エクソ−セロビオヒドロラーゼＩ型成分とエンドグルカナーゼ型成分を含む完全真菌セルラーゼ組成物を含む組成物による布帛の処理によるその布帛の製造の間に綿非含有セルロース系布帛に対して感触及び／又は外観を強化し、そして／又は色強化及び／又はストーン・ウォッシュ外観を提供するための方法であって、
その方法が、１以上のＥＧ型成分及び１以上のＣＢＨＩ型成分を含む真菌セルラーゼ組成物であって５：１より大きな全ＥＧ型成分対全ＣＢＨＩ型成分のタンパク質重量比をもつものを含む組成物を使用することを含み、
前記綿非含有セルロース系布帛が、ジュート、フラックス、ラミー、セルロース繊維の化学修飾物、あるいは溶媒紡糸セルロース繊維を含むことを特徴とする前記方法。
前記真菌セルラーゼ組成物が１以上のＥＧ型成分と１以上のＣＢＨＩ型成分を含み、そして５：１より大きな全ＥＧ型成分対全ＣＢＨ型成分のタンパク質重量比をもつ、請求項１に記載の方法。
前記真菌セルラーゼ組成物が１０：１より大きな全ＥＧ型成分対全ＣＢＨ型成分のタンパク質重量比をもつ、請求項２に記載の方法。

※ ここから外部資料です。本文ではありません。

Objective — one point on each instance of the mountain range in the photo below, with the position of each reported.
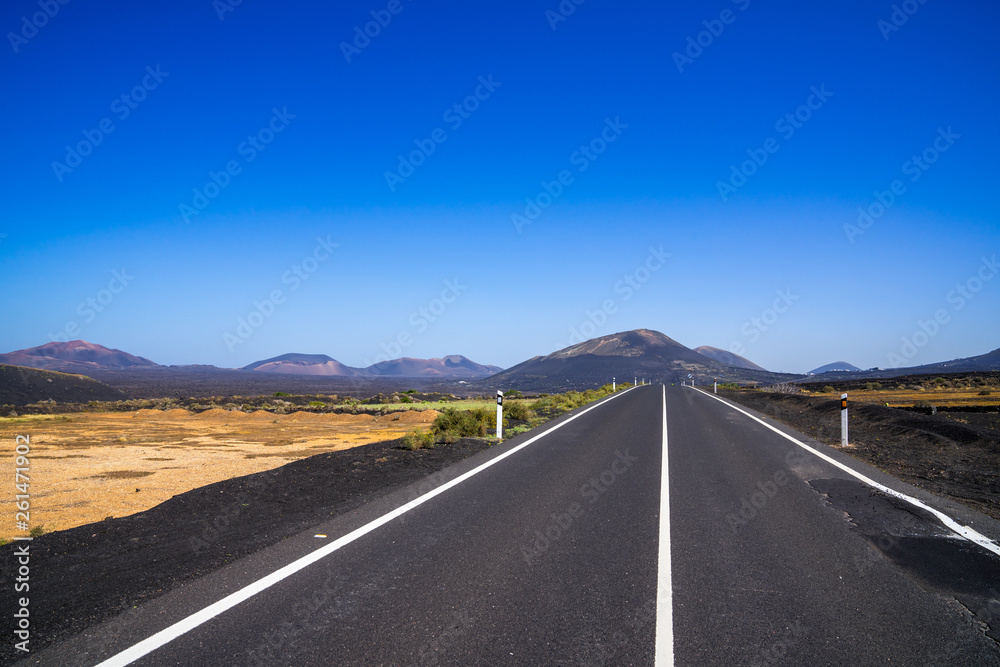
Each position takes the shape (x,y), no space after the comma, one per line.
(79,356)
(728,358)
(76,356)
(627,356)
(642,354)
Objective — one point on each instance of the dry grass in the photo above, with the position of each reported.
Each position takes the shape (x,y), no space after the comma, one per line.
(899,398)
(86,467)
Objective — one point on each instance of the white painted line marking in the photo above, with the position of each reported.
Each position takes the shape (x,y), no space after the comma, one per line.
(183,626)
(962,531)
(664,585)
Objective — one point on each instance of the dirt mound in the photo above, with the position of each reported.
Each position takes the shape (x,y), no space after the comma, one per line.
(297,417)
(219,413)
(262,416)
(20,385)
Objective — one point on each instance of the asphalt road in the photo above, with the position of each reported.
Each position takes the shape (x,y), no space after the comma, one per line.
(553,554)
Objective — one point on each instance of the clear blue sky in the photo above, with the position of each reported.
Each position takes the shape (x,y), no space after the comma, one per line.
(310,128)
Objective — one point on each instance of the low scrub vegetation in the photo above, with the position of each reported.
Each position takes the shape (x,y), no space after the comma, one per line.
(475,420)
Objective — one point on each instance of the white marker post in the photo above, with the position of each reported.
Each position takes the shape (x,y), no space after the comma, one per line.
(499,413)
(843,420)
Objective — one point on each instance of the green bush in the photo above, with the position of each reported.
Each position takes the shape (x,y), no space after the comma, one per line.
(517,410)
(416,440)
(452,424)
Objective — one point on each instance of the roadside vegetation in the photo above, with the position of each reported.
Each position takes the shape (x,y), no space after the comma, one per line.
(470,419)
(968,391)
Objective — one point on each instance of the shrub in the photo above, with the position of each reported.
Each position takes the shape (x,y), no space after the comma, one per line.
(452,424)
(517,410)
(416,440)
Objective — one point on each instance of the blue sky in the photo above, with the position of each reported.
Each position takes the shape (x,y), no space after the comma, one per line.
(257,153)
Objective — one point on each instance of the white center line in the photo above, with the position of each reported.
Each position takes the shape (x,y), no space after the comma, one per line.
(664,587)
(183,626)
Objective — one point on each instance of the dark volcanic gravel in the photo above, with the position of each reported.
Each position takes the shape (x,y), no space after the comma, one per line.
(951,454)
(88,574)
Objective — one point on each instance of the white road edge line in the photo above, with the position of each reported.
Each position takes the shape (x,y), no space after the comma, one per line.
(183,626)
(962,531)
(664,584)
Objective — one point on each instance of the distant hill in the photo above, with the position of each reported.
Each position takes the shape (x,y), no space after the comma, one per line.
(320,364)
(451,366)
(20,385)
(76,356)
(727,358)
(304,364)
(984,362)
(628,355)
(835,366)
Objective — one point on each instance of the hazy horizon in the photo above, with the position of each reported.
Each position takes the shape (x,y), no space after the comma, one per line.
(797,184)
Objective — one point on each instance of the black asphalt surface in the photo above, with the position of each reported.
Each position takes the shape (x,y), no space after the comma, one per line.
(549,557)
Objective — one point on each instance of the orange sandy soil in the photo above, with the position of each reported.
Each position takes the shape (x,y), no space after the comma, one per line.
(86,467)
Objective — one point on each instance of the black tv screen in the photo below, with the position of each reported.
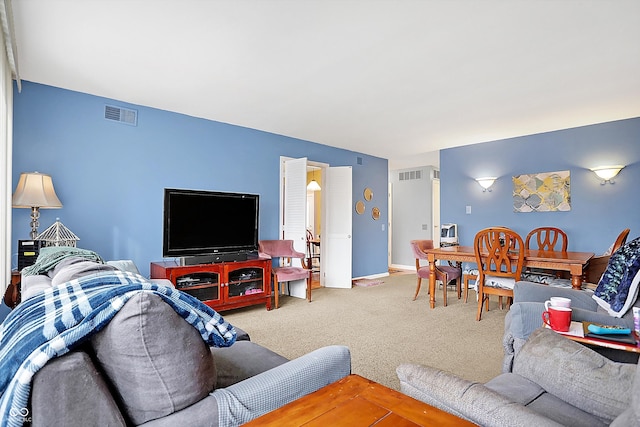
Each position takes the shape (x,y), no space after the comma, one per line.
(198,222)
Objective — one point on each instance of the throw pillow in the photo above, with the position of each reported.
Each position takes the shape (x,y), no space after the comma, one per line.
(156,361)
(618,288)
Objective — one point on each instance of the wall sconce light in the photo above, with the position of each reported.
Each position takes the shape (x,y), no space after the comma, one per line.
(607,173)
(35,190)
(486,182)
(313,185)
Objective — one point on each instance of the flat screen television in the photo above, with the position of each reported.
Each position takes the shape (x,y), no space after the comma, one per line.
(199,222)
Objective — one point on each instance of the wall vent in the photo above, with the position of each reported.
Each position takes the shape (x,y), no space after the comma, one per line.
(410,175)
(122,115)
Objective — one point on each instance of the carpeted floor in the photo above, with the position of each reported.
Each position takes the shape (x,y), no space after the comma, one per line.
(383,327)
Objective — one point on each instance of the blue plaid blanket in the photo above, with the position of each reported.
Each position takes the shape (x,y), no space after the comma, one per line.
(53,322)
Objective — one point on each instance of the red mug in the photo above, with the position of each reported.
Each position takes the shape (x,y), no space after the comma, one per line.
(558,318)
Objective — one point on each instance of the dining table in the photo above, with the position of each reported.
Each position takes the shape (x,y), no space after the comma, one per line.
(573,262)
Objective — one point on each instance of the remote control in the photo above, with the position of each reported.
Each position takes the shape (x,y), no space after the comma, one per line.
(604,329)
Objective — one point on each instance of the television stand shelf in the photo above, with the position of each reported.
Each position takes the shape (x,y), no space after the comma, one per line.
(221,286)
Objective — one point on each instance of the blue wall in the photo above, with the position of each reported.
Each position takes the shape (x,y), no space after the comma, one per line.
(598,212)
(110,176)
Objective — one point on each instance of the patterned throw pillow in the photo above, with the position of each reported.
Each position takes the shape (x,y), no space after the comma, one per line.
(618,287)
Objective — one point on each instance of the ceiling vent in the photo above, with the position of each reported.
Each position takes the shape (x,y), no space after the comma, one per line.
(122,115)
(410,175)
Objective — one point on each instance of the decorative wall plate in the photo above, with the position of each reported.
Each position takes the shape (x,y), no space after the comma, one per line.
(375,213)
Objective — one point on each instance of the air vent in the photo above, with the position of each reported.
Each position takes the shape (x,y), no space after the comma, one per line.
(122,115)
(410,175)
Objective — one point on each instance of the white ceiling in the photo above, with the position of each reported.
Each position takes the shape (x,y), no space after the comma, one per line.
(391,78)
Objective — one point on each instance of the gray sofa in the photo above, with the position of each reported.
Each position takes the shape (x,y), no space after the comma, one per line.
(149,366)
(554,381)
(525,316)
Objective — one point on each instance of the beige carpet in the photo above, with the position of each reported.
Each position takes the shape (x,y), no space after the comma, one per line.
(383,328)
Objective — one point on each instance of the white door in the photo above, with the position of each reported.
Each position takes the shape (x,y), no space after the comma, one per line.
(294,213)
(435,208)
(335,242)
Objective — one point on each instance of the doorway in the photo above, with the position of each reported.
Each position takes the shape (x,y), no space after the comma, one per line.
(331,218)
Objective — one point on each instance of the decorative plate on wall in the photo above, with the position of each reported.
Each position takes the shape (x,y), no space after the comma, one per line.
(368,194)
(375,213)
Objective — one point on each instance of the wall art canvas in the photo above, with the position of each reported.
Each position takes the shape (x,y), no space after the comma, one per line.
(542,192)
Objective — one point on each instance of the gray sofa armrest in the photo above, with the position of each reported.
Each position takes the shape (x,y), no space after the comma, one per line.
(576,374)
(265,392)
(69,391)
(524,317)
(535,292)
(244,359)
(466,399)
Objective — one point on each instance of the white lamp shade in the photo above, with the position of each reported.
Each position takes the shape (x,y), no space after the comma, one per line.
(607,172)
(35,189)
(486,182)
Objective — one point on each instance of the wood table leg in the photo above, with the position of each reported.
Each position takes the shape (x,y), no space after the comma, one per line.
(576,277)
(432,280)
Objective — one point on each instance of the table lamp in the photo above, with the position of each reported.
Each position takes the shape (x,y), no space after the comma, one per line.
(35,190)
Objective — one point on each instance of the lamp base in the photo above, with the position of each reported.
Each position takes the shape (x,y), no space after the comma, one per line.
(35,215)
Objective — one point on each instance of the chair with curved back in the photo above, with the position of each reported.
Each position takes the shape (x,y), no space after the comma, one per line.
(545,239)
(598,264)
(500,255)
(284,271)
(444,273)
(620,240)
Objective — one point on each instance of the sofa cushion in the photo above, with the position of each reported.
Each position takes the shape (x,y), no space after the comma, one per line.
(515,387)
(73,268)
(563,413)
(69,391)
(584,379)
(243,360)
(532,396)
(618,287)
(156,362)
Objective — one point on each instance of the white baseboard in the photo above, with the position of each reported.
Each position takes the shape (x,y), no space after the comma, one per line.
(403,267)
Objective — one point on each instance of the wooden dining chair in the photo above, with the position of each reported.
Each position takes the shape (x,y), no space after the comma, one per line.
(544,239)
(500,255)
(444,273)
(284,271)
(598,264)
(547,239)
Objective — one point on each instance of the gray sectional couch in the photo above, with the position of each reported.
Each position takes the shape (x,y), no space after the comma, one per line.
(553,382)
(149,367)
(149,364)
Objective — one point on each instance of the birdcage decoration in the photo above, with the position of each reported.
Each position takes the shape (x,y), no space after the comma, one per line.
(57,235)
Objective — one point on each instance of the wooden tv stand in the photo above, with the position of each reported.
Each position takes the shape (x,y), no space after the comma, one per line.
(221,286)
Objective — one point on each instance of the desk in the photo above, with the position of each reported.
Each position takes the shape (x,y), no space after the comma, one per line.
(357,401)
(573,262)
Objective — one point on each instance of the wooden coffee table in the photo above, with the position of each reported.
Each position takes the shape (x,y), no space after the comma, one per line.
(357,401)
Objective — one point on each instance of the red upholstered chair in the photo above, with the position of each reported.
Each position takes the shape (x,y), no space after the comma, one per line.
(444,273)
(284,271)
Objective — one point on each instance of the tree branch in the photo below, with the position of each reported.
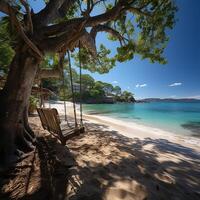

前記真菌セルラーゼ組成物が、そのセルラーゼ組成物中のタンパク質の全重量に基づき少なくとも２０重量パーセントのＥＧ型成分を含む、請求項１から請求項３のいずれか１項に記載の方法。
前記方法が、上記布帛に対する上記セルラーゼ溶液のカスケード効果を作り出す条件下で上記セルラーゼ溶液の撹拌と共に行われる、請求項１から請求項４のいずれか１項に記載の方法。
請求項１から請求項５のいずれか１項に定めた方法により製造される綿非含有セルロース系布帛。
１以上のＨＧ型成分及び１以上のＣＢＨＩ型成分を含む真菌セルラーゼ組成物を含む組成物の使用であって、
布帛の製造の間に綿非含有セルロース系布帛に対して感触及び／又は外観を強化し、そして／又は色強化及び／又はストーン・ウォッシュ外観を提供するために、前記セルラーゼ組成物が５：１より大きな全ＥＧ型成分対全ＣＢＨＩ型成分のタンパク質重量比をもつものであって、
前記綿非含有セルロース系布帛が、ジュート、フラックス、ラミー、セルロース繊維の化学修飾物、あるいは溶媒紡糸セルロース繊維を含むことを特徴とする前記使用。
前記真菌セルラーゼ組成物が１以上のＥＧ型成分と１以上のＣＢＨＩ型成分を含み、そして５：１より大きな全ＥＧ型成分対全ＣＢＨ型成分のタンパク質重量比をもつ、請求項７に記載の使用。
前記真菌セルラーゼ組成物が１０：１より大きな全ＥＧ型成分対全ＣＢＨ型成分のタンパク質重量比をもつ、請求項８に記載の使用。
前記真菌セルラーゼ組成物が、そのセルラーゼ組成物中のタンパク質の全重量に基づき少なくとも２０重量パーセントのＥＧ型成分を含む、請求項７から請求項９のいずれか１項に記載の使用。
前記布帛が、上記布帛に対する上記セルラーゼ組成物溶液のカスケード効果を作り出す条件下で上記セルラーゼ組成物溶液と接触させられる、請求項７から請求項１０のいずれか１項に記載の使用。